I'm beginning to feel like Stink the Dump Truck that Lily wants. You build a wall, you tear it down only to start building it again. This stupid wall...this wall that wouldn't even be there had I made better choices. I follow my heart and not logic. I do things before thinking 99% of the time. I say things before thinking. If it comes to the mind, usually it slips out of the mouth. Now, some people love this about me. You always know what I'm thinking and there is no question as to where you stand. Others, it drives them insane.
I am a passionate, romantic, HIGHLY energetic, neurotic, FEMALE. Not good combinations...lethal in fact. So, when I am passionate about something, I go at it with the strongest perseverance of anyone I know. In all aspects of my life, diabetes included. If I see something I want or something that I think needs to be accomplished. I go after it with all I have, plain and simple. It is how I operate. I know no other way. Likewise, if someone does something I really don't like, I go after them with the same perseverance...only politely.

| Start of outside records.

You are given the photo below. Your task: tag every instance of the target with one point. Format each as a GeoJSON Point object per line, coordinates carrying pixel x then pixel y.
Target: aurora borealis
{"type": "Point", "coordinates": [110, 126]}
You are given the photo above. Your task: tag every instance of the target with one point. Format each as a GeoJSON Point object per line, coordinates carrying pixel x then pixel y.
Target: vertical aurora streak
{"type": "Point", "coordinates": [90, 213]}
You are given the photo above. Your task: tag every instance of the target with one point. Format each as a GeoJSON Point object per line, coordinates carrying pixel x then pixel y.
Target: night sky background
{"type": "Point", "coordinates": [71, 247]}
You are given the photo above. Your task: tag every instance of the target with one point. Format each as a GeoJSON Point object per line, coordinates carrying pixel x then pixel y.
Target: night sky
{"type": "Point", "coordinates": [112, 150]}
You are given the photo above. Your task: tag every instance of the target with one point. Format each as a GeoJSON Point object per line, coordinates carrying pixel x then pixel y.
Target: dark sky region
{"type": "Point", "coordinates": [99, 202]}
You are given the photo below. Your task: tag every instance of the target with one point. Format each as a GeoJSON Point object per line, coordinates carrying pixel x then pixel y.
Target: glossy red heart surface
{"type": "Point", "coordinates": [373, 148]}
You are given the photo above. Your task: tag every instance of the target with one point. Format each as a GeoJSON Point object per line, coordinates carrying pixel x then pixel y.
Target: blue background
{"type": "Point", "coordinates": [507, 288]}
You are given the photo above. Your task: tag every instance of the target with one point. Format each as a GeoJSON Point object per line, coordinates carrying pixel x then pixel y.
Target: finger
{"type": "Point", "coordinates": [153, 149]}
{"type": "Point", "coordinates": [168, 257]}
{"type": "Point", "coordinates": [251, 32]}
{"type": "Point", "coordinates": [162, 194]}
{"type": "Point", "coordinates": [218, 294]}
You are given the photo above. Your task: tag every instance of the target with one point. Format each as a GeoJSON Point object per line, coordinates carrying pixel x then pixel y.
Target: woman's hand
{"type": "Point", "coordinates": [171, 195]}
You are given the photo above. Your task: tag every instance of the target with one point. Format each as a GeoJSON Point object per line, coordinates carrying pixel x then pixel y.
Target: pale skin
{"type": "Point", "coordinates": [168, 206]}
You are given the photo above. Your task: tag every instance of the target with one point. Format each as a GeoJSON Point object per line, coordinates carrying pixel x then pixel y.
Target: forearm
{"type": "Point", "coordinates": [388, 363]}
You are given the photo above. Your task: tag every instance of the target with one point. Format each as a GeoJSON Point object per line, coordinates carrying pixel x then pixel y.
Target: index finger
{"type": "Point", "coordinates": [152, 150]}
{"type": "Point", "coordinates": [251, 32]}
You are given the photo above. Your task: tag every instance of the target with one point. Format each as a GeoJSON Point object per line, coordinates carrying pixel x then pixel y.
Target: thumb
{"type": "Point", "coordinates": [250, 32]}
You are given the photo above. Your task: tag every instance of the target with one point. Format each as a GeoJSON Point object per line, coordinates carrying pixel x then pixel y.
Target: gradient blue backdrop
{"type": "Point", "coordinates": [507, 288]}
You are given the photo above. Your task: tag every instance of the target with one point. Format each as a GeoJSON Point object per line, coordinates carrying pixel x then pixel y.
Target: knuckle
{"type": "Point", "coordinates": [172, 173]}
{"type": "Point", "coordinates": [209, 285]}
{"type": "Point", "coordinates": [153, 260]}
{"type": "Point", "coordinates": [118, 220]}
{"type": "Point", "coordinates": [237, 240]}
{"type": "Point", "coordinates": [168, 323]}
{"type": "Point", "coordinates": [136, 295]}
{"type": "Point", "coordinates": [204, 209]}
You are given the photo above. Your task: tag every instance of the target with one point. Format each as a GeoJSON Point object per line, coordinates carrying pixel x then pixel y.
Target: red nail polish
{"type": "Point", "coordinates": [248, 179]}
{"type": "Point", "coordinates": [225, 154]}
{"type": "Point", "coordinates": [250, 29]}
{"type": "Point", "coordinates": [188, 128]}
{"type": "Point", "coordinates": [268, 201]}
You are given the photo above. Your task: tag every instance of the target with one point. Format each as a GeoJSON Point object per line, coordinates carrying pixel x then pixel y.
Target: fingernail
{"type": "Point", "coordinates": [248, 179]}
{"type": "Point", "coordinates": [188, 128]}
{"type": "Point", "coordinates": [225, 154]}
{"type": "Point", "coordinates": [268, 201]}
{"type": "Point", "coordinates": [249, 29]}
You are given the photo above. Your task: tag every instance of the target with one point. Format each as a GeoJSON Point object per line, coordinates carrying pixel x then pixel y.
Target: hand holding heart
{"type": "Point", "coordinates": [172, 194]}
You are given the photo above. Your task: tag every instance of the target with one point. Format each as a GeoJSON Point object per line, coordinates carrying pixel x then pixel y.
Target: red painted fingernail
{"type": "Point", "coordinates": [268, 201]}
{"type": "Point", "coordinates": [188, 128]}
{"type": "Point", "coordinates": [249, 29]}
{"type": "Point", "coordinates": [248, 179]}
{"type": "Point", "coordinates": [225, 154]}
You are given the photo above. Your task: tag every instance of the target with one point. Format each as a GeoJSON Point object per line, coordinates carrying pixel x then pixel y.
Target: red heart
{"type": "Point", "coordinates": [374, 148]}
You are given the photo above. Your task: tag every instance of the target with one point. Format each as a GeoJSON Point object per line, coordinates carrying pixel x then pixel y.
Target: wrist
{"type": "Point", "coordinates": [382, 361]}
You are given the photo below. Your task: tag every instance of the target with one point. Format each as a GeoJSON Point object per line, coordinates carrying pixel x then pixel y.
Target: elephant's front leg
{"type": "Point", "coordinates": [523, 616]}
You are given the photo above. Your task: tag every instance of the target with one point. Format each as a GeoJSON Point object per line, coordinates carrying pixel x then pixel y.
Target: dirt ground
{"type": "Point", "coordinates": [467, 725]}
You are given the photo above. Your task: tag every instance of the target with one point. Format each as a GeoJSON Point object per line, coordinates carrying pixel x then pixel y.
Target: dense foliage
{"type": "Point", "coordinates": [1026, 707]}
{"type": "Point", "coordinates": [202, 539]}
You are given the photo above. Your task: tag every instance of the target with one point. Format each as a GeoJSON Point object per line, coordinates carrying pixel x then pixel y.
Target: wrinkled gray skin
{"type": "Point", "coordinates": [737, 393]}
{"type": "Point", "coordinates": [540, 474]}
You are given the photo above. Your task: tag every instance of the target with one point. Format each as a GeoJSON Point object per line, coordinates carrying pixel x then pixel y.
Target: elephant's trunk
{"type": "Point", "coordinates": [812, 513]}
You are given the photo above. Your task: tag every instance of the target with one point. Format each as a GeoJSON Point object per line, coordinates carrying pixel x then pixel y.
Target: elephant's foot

So, I am trying to learn after this roller coaster year of my life, how to slow down. I had someone tell me once, "It's like you are driving to New York across country and it's the most beautiful drive yet you don't see it because you are so focused on getting there." That pretty much sums up my way of thinking. And now, I am trying to tear walls down and NOT rebuild them. Leave the spaces open and full of light.